Shelly Peyton

Assistant Professor
Barry and Afsaneh Siadat Career Development Faculty Fellow


Life Sciences Laboratory Building, Room N531
Mailing Address:
Chemical Engineering Department
University of Massachusetts Amherst
686 N. Pleasant Street
Amherst, MA 01003-9303
413-545-1133 (Office)
speyton@ecs.umass.edu


Education

B.S., Northwestern University, Chemical Engineering, 2002
M.S., University of California, Irvine, Chemical Engineering 2004
Ph.D., University of California, Irvine, Chemical Engineering 2007

Post-Doc, Massachusetts Institute of Technology, Biological Engineering

Peyton Research Group Page: www.peytonlab.org

Research Overview

The mission of the Peyton lab is to learn how a variety of different cell types are able to process information from biochemical and biophysical cues from the extracellular matrix (ECM), and make decisions about migration and phenotype. To do this, our lab uses both 2D and 3D biomaterial model systems, which can be engineered from the ground-up to instruct cells via both biochemical and biophysical signaling pathways. We focus on applications toward: cardiovascular disease, where tissue homeostasis is normally maintained in a mechanically dynamic ECM; stem-cell therapeutics, where rational scaffold design may be the key to directing appropriate progenitor cell migration and differentiation for tissue regeneration; and cancer, where disruptions in the local ECM microenvironment may cause drastic changes in individual cell motility and phenotype.

Selected publications:

Herrick WG, Nguyen TV, Sleiman M, McRae Page S, Emrick T, Peyton SR. (2013) PEG-phosphorylcholine hydrogels as tunable and versatile platforms for mechanobiology. Biomacromolecules. Jul 8;14(7):2294-304.

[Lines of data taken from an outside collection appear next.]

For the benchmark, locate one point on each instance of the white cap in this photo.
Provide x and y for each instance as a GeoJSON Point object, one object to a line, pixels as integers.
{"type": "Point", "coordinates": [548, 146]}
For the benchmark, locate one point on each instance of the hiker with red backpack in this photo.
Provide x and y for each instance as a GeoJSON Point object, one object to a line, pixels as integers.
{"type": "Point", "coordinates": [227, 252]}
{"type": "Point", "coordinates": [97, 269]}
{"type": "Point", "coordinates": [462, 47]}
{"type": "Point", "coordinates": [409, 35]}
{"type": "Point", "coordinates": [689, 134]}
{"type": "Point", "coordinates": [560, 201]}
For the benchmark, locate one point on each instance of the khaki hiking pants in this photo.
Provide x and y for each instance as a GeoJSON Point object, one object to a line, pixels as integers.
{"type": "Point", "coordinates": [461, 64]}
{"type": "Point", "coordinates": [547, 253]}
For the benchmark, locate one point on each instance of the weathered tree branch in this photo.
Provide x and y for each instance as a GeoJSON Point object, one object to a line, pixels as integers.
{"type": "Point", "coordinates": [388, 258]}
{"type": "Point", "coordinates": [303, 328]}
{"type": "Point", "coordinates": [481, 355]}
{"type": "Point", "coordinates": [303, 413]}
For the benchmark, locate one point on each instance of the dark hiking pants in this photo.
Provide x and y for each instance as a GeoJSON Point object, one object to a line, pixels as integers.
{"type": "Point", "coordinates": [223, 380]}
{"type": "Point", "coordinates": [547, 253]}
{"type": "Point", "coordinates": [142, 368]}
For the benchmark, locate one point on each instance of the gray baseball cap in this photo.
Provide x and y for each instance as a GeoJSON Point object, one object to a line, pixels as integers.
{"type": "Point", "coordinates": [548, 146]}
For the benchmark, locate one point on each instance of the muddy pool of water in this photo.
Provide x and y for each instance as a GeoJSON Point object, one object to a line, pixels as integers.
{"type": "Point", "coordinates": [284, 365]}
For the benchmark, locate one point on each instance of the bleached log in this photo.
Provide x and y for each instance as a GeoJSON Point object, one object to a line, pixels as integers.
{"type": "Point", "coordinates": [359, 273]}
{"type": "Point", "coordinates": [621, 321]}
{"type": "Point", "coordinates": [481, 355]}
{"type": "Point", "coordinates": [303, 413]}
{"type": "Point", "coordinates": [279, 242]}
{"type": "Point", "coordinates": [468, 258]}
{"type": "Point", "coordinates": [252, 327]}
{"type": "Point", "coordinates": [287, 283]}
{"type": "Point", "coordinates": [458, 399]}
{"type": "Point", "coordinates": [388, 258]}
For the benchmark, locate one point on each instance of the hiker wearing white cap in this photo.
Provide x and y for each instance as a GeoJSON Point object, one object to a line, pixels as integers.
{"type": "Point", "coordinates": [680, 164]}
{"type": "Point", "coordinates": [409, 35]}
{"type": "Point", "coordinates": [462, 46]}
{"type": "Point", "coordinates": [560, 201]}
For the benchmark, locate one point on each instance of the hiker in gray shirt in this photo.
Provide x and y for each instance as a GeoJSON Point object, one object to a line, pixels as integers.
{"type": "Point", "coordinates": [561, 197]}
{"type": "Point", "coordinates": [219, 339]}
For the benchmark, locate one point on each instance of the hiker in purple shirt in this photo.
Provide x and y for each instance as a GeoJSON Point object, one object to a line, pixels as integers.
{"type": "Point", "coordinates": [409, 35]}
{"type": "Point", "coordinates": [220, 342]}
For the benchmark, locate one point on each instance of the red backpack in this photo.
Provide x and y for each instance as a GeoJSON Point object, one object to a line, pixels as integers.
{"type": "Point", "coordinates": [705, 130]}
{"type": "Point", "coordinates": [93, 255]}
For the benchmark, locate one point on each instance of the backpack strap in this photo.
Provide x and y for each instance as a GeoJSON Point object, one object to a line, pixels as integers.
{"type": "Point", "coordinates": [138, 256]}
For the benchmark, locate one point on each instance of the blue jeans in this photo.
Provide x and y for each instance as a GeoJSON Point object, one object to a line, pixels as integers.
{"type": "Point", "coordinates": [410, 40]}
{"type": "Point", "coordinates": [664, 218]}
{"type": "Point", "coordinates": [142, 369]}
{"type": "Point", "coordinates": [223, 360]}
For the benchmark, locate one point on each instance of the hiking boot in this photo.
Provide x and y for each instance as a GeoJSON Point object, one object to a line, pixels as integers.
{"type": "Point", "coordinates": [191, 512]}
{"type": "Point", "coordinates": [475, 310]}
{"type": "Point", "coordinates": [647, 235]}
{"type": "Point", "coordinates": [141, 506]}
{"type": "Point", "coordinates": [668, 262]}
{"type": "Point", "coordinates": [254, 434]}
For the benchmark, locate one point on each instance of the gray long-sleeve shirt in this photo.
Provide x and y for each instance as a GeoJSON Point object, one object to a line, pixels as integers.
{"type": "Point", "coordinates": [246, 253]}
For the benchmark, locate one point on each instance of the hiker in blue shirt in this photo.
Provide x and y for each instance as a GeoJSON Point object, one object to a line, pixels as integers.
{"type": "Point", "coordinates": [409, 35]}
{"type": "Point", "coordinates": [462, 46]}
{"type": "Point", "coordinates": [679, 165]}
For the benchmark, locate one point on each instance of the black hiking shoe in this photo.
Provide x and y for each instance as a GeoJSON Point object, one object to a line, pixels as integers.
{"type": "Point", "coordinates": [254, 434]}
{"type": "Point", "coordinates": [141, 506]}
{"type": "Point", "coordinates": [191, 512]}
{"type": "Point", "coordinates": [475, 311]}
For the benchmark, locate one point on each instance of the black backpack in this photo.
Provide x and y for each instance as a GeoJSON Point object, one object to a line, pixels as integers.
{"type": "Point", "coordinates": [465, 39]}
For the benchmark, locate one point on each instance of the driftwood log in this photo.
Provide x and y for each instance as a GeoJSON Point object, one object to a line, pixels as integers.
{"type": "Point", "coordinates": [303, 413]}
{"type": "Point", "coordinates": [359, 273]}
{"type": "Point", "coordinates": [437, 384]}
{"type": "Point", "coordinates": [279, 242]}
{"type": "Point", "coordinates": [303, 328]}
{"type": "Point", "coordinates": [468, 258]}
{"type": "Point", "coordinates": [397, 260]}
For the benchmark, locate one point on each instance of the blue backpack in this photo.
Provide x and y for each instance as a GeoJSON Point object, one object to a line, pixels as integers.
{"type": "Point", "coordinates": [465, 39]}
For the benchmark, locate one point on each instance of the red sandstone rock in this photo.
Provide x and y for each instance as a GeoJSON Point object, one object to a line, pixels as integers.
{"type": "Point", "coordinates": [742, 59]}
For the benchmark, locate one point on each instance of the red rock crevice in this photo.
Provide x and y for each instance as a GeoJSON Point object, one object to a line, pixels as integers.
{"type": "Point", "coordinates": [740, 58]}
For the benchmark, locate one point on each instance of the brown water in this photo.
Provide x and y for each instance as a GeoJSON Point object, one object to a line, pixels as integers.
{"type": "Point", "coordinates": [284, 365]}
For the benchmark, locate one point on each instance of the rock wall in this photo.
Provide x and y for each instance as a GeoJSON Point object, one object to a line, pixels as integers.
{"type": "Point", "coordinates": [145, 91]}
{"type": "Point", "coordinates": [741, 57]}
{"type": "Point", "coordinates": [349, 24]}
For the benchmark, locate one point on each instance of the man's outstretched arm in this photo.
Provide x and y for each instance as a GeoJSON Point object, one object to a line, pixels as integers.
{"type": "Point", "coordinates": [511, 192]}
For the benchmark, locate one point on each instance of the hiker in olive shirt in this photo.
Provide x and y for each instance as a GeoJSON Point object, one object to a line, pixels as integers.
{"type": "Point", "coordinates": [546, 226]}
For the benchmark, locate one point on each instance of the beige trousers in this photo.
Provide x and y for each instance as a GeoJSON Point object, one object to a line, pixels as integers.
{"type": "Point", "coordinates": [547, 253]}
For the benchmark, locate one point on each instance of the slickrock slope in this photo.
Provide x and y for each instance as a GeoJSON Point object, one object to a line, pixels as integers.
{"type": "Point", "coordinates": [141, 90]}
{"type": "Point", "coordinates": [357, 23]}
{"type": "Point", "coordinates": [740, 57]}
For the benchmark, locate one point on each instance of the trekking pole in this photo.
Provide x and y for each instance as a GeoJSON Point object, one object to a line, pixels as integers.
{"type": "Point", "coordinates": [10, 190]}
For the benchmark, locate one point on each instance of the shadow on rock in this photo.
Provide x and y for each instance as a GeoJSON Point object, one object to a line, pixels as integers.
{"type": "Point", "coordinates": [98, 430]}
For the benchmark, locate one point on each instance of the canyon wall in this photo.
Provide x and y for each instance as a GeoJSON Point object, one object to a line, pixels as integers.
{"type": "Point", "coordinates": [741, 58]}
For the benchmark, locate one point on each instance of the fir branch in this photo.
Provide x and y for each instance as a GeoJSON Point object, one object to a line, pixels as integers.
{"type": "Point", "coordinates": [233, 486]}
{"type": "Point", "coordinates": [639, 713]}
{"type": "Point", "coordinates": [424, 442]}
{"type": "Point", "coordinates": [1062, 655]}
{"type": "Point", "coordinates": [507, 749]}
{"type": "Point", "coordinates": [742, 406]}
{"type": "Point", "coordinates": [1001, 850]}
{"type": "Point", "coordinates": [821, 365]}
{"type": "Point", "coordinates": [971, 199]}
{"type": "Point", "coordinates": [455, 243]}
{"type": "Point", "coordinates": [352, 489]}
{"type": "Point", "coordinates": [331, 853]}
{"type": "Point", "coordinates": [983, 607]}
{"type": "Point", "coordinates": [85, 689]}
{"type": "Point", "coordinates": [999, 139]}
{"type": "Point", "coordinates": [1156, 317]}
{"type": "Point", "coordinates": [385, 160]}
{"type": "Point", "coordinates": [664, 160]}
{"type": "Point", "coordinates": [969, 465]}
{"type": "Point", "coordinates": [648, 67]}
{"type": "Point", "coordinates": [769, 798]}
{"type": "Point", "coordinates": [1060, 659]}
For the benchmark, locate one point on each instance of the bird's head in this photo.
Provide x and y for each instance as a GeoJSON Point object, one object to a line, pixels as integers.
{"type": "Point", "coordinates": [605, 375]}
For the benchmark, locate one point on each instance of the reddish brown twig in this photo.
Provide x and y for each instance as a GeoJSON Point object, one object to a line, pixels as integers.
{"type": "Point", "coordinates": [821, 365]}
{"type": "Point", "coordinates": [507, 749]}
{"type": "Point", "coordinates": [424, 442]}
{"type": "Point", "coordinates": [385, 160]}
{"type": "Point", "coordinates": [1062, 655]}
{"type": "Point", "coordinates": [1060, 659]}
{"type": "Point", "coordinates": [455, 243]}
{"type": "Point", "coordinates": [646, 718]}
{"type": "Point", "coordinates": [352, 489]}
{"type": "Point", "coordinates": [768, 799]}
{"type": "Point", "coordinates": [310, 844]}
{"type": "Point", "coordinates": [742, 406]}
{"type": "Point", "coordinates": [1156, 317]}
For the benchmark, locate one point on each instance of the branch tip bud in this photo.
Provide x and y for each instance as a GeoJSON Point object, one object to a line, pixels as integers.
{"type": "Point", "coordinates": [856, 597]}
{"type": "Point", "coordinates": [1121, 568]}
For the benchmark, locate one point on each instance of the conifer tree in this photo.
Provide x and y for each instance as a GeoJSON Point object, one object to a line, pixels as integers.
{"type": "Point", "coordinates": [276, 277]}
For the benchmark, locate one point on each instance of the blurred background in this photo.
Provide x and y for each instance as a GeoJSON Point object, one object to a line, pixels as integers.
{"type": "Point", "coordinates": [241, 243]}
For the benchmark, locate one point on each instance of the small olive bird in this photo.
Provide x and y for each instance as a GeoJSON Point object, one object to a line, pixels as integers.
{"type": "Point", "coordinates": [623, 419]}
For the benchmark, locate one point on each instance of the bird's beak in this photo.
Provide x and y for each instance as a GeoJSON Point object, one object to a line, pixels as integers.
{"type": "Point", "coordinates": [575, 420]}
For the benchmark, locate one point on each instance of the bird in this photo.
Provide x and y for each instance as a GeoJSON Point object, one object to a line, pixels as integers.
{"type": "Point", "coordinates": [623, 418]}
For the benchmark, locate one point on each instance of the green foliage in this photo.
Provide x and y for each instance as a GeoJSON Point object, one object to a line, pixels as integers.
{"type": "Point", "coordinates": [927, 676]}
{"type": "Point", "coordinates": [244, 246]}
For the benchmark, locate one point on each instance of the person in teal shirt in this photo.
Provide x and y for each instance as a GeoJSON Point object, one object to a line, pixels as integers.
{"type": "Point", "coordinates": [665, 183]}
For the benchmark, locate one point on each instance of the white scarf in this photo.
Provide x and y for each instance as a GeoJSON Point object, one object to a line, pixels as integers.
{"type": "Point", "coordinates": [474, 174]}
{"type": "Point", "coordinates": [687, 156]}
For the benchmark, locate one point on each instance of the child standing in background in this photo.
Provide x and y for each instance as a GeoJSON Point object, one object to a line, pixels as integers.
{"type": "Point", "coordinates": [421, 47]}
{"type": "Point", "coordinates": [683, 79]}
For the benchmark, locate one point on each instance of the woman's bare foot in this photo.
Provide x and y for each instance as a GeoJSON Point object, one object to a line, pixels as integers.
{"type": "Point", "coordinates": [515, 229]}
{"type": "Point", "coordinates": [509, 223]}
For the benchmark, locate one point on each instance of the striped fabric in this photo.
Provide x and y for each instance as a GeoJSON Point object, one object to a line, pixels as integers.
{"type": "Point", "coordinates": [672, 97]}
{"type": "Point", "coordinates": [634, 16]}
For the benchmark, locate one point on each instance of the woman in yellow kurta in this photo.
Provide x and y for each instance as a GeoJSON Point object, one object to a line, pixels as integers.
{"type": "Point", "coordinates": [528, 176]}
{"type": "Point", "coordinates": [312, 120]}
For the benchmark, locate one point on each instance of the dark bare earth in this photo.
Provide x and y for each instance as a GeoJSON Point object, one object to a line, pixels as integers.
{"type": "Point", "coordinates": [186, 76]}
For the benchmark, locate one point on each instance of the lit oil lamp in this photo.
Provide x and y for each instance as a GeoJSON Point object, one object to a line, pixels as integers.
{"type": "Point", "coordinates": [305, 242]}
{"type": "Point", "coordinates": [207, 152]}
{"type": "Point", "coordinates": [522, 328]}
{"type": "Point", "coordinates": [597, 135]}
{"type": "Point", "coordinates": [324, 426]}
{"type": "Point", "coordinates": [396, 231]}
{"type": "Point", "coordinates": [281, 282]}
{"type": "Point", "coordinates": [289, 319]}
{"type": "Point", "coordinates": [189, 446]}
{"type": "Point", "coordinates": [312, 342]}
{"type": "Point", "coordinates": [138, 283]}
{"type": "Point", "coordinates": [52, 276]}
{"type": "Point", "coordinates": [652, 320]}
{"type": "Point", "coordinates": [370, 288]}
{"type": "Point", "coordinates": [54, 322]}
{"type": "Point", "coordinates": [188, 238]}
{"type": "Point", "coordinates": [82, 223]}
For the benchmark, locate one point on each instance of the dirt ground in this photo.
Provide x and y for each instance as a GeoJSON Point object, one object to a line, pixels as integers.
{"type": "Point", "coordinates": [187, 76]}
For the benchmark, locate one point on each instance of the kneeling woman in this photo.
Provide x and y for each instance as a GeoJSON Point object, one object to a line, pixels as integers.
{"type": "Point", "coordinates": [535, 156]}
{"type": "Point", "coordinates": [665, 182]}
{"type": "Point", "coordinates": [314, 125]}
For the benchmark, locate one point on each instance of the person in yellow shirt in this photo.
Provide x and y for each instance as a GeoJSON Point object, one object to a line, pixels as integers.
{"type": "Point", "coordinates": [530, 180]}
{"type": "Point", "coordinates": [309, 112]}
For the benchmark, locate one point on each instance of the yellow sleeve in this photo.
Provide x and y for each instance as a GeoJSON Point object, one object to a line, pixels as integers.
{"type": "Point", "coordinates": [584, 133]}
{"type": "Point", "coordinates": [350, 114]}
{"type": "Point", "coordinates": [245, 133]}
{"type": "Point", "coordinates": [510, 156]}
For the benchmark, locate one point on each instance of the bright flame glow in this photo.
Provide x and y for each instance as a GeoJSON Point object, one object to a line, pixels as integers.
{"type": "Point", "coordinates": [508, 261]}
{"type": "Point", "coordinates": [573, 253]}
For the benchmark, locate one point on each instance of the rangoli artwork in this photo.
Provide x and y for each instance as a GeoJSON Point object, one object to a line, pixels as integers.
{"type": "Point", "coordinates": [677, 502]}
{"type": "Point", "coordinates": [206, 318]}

H-D. Kim and S.R. Peyton (2012) “Bio-inspired materials for parsing matrix physicochemical control of cell migration: A Review. ” Integrative Biology. Jan;4(1):37-52.

S.R. Peyton, Z.I. Kalcioglu, J.D. Cohen, A.P. Runkle, K.J. VanVliet, D.A. Lauffenburger, and L.G. Griffith (2011) “Marrow-Derived stem cell motility in 3D synthetic scaffold is governed by geometry along with adhesivity and stiffness.” Biotechnol Bioeng. May;108(5):1181-93.

S.R. Peyton, P.D. Kim, C.M. Ghajar, D. Seliktar, and A.J. Putnam (2008) “The effects of matrix stiffness and RhoA on the phenotypic plasticity of smooth muscle cells in a 3-D biosynthetic hydrogel system.” Biomaterials. Jun:29(17):2597-607

S.R. Peyton, C.B. Raub, V.P. Keschrumrus, and A.J. Putnam. (2006) “The use of poly(ethylene glycol) hydrogels to investigate the impact of ECM chemistry and mechanics on smooth muscle cells.” Biomaterials. Oct;27(28):4881-93.

S.R. Peyton and A.J. Putnam. (2005) “Extracellular matrix rigidity governs smooth muscle cell motility in a biphasic fashion.” Journal of Cellular Physiology. 204(1):198-209.